Detroit Free Press, 1831-1999

Alternative Titles
Freep, DFP
ProQuest Historical Newspapers, PQHN
Democratic Free Press & Michigan Intelligencer, Daily Free Press, Semi Weekly Free Press, Detroit Daily Free Press

Searchable access to the backfile of the Detroit Free Press newspaper, from the first issue on May 5, 1831 through December 31, 1999.  Reproduces the complete full text of every issue in its original printed form, in full page images digitized from microfilm. 

Note:  This backfile is comprised of 2 parts that are indexed and presented differently:  

  • The earlier part (1831-1922) provides PDFs of individual articles, and permits searches limited to article title and article author fields, as well as searches across the entire full text and by the original section and page numbers.  
  • The later part (1923-1999) provides PDFs only of whole pages, and permits searching only across the entire full text and by simplified page numbers (where each issue is paginated from the first page of the first section to the last page of the last section in a single numeric sequence starting with 1, regardless of what the original section and page numbers were).  To make it easier to see on the whole pages where the articles matching your search appear, the entered search terms are suppose to appear highlighted on the whole page PDFs; however, this highlighting feature does not yet work on the Chrome web browser, nor on any Apple device.

Searching across both parts combined (the default) is limited to searching across the entire full text and by simplified page numbers.  If preferred, each part can be searched separately using the links above.

Technical note:  Highlighting of search terms on whole page PDFs provided in the later part (1923-1999) currently works only on Windows devices with the Mozilla Firefox and Internet Explorer web browsers.
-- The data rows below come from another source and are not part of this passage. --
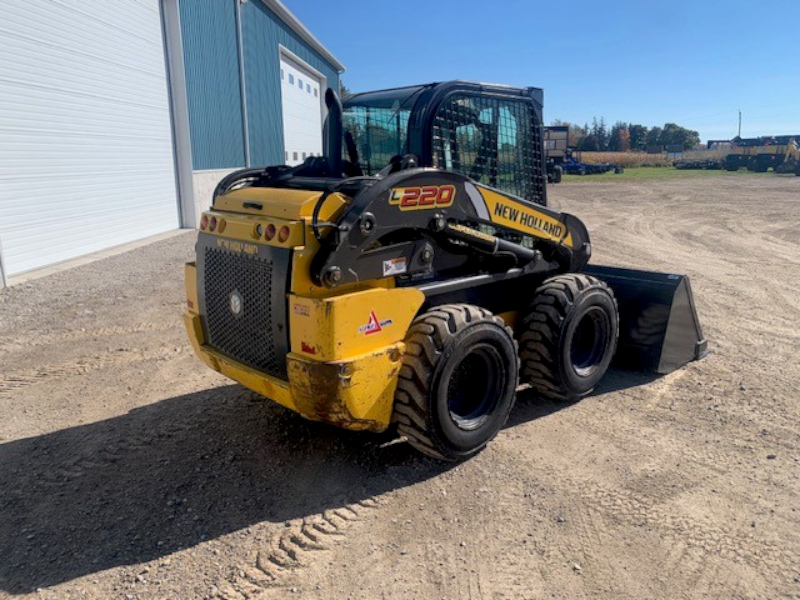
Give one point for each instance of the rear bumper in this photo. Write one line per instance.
(353, 394)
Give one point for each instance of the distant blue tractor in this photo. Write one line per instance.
(573, 166)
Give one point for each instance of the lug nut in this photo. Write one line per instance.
(332, 276)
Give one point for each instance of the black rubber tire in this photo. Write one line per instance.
(568, 336)
(451, 349)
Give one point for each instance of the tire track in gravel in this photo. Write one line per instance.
(14, 382)
(292, 549)
(14, 343)
(705, 540)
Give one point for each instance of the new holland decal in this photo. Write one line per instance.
(422, 197)
(374, 325)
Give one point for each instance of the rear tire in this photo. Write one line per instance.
(458, 381)
(569, 336)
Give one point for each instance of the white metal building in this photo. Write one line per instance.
(115, 125)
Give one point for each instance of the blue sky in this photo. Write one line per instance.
(695, 63)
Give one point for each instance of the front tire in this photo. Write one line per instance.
(569, 336)
(458, 381)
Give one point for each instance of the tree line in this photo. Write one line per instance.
(624, 137)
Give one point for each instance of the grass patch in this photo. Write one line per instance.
(652, 173)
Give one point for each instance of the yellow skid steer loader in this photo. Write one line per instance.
(415, 276)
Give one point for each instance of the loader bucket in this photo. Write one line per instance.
(658, 326)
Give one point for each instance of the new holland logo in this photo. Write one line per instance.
(374, 325)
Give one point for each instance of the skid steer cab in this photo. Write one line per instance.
(414, 276)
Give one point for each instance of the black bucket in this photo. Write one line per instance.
(658, 326)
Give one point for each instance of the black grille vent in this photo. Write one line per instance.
(248, 336)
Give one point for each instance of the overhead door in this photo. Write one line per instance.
(86, 158)
(301, 98)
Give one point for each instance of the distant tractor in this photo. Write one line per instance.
(573, 165)
(762, 153)
(556, 146)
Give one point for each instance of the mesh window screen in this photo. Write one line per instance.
(492, 140)
(378, 133)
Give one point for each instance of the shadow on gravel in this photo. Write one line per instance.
(175, 473)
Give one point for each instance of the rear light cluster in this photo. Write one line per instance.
(268, 232)
(212, 224)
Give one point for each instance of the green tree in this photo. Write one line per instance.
(654, 137)
(619, 138)
(674, 134)
(638, 135)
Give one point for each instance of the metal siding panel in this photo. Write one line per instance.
(86, 155)
(262, 33)
(213, 92)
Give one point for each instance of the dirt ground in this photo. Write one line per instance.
(129, 470)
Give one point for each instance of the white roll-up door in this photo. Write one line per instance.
(301, 99)
(86, 154)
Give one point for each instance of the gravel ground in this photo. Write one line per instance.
(129, 470)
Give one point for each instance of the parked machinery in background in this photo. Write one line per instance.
(762, 153)
(556, 146)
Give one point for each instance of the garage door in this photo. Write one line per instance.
(86, 157)
(301, 97)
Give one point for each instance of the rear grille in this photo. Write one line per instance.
(248, 336)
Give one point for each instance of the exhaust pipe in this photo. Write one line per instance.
(333, 133)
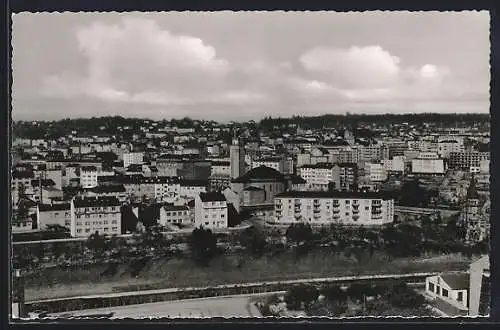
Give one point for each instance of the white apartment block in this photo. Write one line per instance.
(174, 214)
(375, 172)
(445, 147)
(427, 163)
(273, 162)
(130, 158)
(317, 176)
(91, 214)
(343, 208)
(396, 164)
(211, 210)
(88, 176)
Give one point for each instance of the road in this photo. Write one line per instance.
(229, 306)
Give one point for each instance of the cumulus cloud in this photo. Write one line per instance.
(361, 67)
(137, 61)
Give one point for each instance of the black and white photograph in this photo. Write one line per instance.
(251, 164)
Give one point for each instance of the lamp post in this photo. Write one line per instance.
(17, 301)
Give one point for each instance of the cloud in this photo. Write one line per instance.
(136, 61)
(355, 67)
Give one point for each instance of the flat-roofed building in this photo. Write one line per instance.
(211, 210)
(95, 214)
(333, 207)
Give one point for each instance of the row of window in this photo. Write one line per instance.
(105, 229)
(87, 223)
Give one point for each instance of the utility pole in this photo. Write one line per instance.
(17, 295)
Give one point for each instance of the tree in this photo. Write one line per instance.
(301, 295)
(253, 241)
(203, 245)
(299, 233)
(96, 243)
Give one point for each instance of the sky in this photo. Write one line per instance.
(246, 65)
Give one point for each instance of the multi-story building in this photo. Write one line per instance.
(95, 214)
(428, 163)
(445, 147)
(318, 176)
(88, 176)
(276, 163)
(345, 177)
(237, 159)
(132, 158)
(211, 210)
(375, 172)
(174, 214)
(55, 214)
(395, 165)
(464, 160)
(268, 179)
(344, 208)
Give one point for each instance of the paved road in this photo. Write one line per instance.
(230, 306)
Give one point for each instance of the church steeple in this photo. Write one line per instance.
(472, 191)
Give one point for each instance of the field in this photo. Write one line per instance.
(165, 273)
(233, 306)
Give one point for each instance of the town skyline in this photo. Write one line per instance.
(243, 66)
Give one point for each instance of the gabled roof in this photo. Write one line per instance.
(456, 281)
(212, 197)
(260, 173)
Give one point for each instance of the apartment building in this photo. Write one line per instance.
(88, 176)
(344, 208)
(174, 214)
(464, 160)
(132, 158)
(91, 214)
(276, 163)
(428, 163)
(211, 210)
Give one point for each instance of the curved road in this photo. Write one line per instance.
(230, 306)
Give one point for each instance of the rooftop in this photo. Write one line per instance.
(96, 201)
(212, 197)
(335, 194)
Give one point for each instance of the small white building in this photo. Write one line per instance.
(174, 214)
(88, 176)
(211, 210)
(91, 214)
(452, 289)
(132, 158)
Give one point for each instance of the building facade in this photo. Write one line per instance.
(343, 208)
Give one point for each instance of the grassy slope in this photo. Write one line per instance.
(52, 283)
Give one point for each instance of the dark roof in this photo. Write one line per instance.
(220, 163)
(43, 183)
(88, 168)
(252, 188)
(456, 281)
(108, 189)
(212, 197)
(335, 194)
(261, 173)
(295, 179)
(170, 207)
(193, 183)
(22, 174)
(54, 207)
(96, 201)
(320, 166)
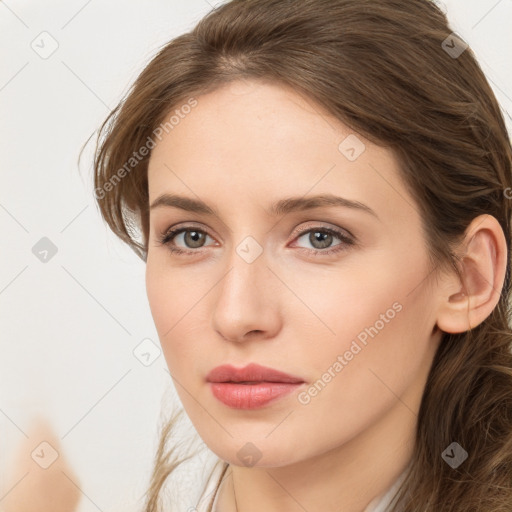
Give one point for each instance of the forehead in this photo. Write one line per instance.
(252, 142)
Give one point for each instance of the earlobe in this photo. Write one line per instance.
(483, 267)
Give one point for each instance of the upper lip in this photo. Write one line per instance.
(250, 373)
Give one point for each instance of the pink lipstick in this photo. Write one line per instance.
(250, 387)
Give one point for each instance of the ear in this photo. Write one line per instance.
(483, 264)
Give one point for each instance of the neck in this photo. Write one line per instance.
(348, 477)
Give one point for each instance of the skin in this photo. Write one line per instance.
(242, 147)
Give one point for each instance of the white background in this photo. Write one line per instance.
(69, 326)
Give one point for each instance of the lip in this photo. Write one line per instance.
(250, 373)
(250, 387)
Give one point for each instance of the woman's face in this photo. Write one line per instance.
(350, 311)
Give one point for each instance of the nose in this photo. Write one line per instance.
(246, 304)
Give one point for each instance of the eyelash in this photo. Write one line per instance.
(170, 234)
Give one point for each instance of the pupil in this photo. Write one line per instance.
(193, 237)
(323, 239)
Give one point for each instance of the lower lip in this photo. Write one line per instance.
(250, 396)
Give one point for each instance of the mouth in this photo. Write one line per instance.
(251, 395)
(252, 386)
(251, 374)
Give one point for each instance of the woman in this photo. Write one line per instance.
(322, 192)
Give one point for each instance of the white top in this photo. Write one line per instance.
(378, 504)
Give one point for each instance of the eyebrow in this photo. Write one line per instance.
(281, 207)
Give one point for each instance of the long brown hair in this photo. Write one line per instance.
(394, 72)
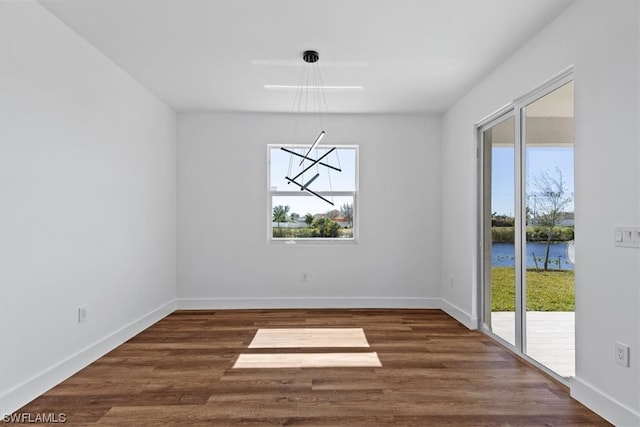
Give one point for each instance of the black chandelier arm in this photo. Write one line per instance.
(314, 163)
(309, 158)
(307, 190)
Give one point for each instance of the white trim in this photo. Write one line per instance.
(301, 302)
(314, 241)
(20, 395)
(459, 314)
(607, 407)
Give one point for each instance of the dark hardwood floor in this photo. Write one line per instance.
(435, 372)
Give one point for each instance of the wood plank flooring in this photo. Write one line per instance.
(435, 372)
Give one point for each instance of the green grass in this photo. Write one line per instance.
(546, 290)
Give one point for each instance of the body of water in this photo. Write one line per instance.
(503, 255)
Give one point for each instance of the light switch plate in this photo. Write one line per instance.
(628, 237)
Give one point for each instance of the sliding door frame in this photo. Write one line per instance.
(515, 109)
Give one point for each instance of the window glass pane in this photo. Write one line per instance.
(307, 216)
(285, 164)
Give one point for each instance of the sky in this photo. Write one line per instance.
(537, 160)
(285, 164)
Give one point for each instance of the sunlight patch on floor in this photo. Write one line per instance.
(308, 360)
(309, 337)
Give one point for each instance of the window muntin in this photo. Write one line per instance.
(334, 224)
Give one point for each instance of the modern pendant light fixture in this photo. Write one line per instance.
(310, 83)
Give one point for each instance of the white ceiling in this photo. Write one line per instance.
(409, 56)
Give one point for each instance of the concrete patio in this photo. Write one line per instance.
(550, 337)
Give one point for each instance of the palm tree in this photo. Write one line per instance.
(347, 213)
(552, 199)
(308, 219)
(280, 215)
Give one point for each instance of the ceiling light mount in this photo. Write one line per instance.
(310, 56)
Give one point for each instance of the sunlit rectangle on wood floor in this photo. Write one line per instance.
(309, 337)
(307, 360)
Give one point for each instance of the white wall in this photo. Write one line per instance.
(223, 256)
(600, 39)
(88, 204)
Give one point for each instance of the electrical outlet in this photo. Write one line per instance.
(621, 354)
(82, 314)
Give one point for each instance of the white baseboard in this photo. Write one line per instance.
(344, 302)
(608, 408)
(18, 396)
(459, 314)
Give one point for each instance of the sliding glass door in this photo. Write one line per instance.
(527, 229)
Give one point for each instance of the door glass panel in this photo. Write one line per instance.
(549, 211)
(499, 229)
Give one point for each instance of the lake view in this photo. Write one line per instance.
(504, 255)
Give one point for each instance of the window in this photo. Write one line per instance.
(296, 216)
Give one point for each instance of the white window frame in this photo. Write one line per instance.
(312, 241)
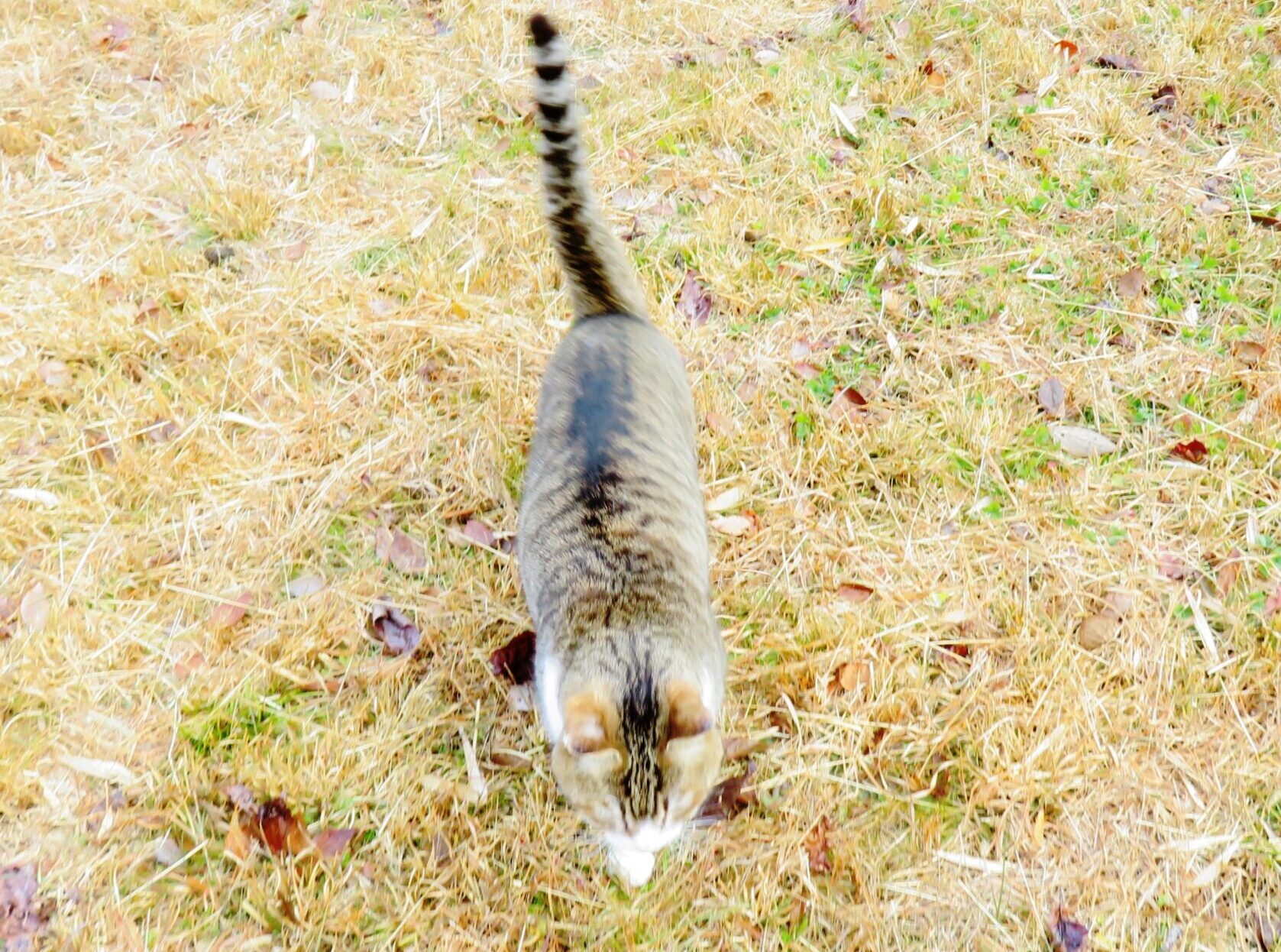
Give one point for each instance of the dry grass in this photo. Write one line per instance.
(390, 373)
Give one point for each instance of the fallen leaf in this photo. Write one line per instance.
(1133, 283)
(238, 844)
(280, 829)
(1165, 99)
(730, 797)
(302, 586)
(1169, 565)
(480, 533)
(1080, 441)
(227, 614)
(1249, 353)
(849, 403)
(515, 660)
(393, 628)
(1193, 452)
(22, 918)
(1052, 397)
(852, 675)
(54, 373)
(817, 847)
(694, 301)
(325, 90)
(1125, 63)
(738, 747)
(1066, 934)
(855, 592)
(732, 524)
(853, 11)
(34, 609)
(333, 842)
(1229, 572)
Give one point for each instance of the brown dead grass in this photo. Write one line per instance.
(984, 769)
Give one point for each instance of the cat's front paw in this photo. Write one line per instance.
(633, 866)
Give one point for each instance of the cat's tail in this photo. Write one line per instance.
(601, 280)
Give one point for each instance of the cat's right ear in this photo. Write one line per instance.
(590, 724)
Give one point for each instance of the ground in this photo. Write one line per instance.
(272, 277)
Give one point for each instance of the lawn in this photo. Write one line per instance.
(991, 446)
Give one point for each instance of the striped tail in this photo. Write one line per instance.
(601, 280)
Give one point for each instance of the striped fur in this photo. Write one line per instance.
(600, 277)
(613, 541)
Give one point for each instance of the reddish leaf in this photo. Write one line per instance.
(1165, 99)
(1133, 283)
(1193, 452)
(480, 533)
(1052, 397)
(729, 797)
(1126, 64)
(694, 301)
(1228, 573)
(855, 592)
(1066, 934)
(393, 628)
(280, 829)
(817, 847)
(228, 614)
(332, 844)
(22, 918)
(515, 660)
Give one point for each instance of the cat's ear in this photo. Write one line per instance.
(687, 715)
(590, 724)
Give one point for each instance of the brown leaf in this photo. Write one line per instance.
(817, 847)
(480, 533)
(738, 747)
(54, 373)
(1066, 934)
(393, 628)
(405, 554)
(333, 842)
(1052, 397)
(1133, 283)
(849, 404)
(851, 675)
(1249, 353)
(1193, 452)
(227, 614)
(34, 609)
(280, 829)
(694, 301)
(730, 797)
(1228, 573)
(515, 660)
(1125, 63)
(1165, 100)
(855, 592)
(22, 918)
(238, 844)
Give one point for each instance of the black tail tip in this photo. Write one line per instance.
(542, 28)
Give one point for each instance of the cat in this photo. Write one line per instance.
(629, 666)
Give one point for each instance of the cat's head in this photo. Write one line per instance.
(638, 770)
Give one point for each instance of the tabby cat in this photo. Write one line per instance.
(613, 541)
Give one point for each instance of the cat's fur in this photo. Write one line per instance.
(613, 541)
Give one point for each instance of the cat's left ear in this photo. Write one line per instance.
(687, 715)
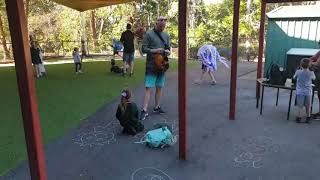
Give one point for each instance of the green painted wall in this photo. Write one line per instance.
(284, 34)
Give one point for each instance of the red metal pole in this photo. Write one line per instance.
(234, 61)
(26, 86)
(182, 78)
(260, 54)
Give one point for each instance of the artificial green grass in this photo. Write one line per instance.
(64, 99)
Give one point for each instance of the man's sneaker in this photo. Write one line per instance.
(143, 115)
(308, 120)
(158, 110)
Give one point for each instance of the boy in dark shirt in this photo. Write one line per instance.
(128, 114)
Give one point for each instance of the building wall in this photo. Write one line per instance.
(283, 34)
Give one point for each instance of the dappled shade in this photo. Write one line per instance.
(83, 5)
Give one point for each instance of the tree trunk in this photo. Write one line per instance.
(94, 28)
(3, 40)
(249, 3)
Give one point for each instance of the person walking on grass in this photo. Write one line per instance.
(77, 60)
(127, 39)
(304, 79)
(35, 57)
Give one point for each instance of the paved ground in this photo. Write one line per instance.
(252, 147)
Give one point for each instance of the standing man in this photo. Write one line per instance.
(139, 34)
(127, 39)
(315, 63)
(154, 42)
(83, 49)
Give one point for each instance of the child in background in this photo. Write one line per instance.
(114, 68)
(77, 60)
(304, 79)
(128, 114)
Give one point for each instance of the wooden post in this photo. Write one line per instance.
(182, 78)
(26, 86)
(261, 41)
(234, 59)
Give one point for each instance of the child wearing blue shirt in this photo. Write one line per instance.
(77, 60)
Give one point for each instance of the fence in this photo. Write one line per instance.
(52, 49)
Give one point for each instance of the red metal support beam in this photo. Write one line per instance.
(26, 86)
(260, 53)
(182, 79)
(234, 59)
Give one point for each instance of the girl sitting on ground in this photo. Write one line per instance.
(128, 114)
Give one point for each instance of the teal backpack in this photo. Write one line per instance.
(160, 136)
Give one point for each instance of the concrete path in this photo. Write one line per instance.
(252, 147)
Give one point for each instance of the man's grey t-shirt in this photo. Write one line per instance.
(152, 41)
(304, 81)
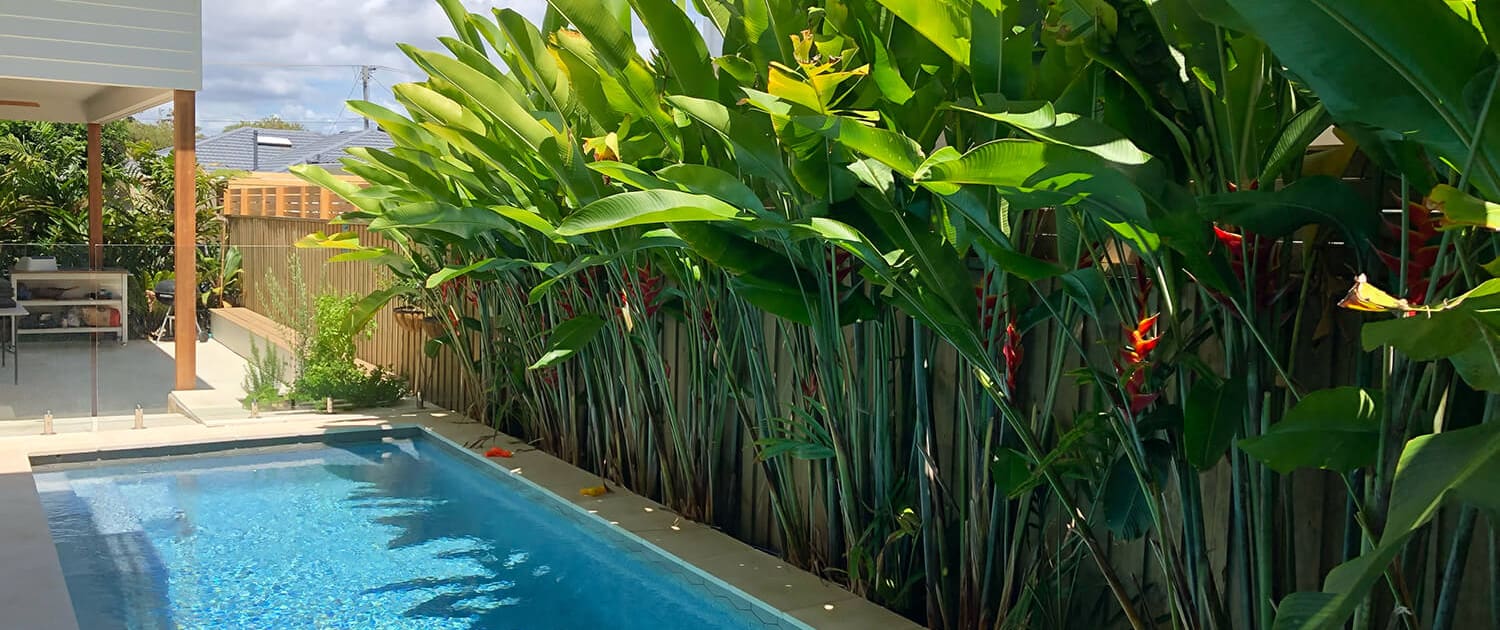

Background:  The Detroit Free Press published its first edition before Michigan entered statehood and when wild animals outnumbered the people living in the city. Its editor assigned a writer to walk the waterfront and record the shipping news each day, creating the first news “beat.” The Free Press also was the first U.S. newspaper to print a regular Sunday edition and the first to publish court testimony. It sent reporters to Civil War battlefields to describe the action, set up a Washington bureau to report on politics, and was the first American newspaper published in Europe when it began a London edition in 1881.

The Detroit Free Press witnessed the arrival of former slaves and the influx of Polish, German, Irish, and Italian immigrants to Michigan. It watched the mining and timber industries bring industry and wealth to the state. The publication witnessed the birth of the automotive industry and products such as Vernors Ginger Ale and Faygo pop. And, it followed Detroit Tiger’s baseball player Ty Cobb as he set record after record.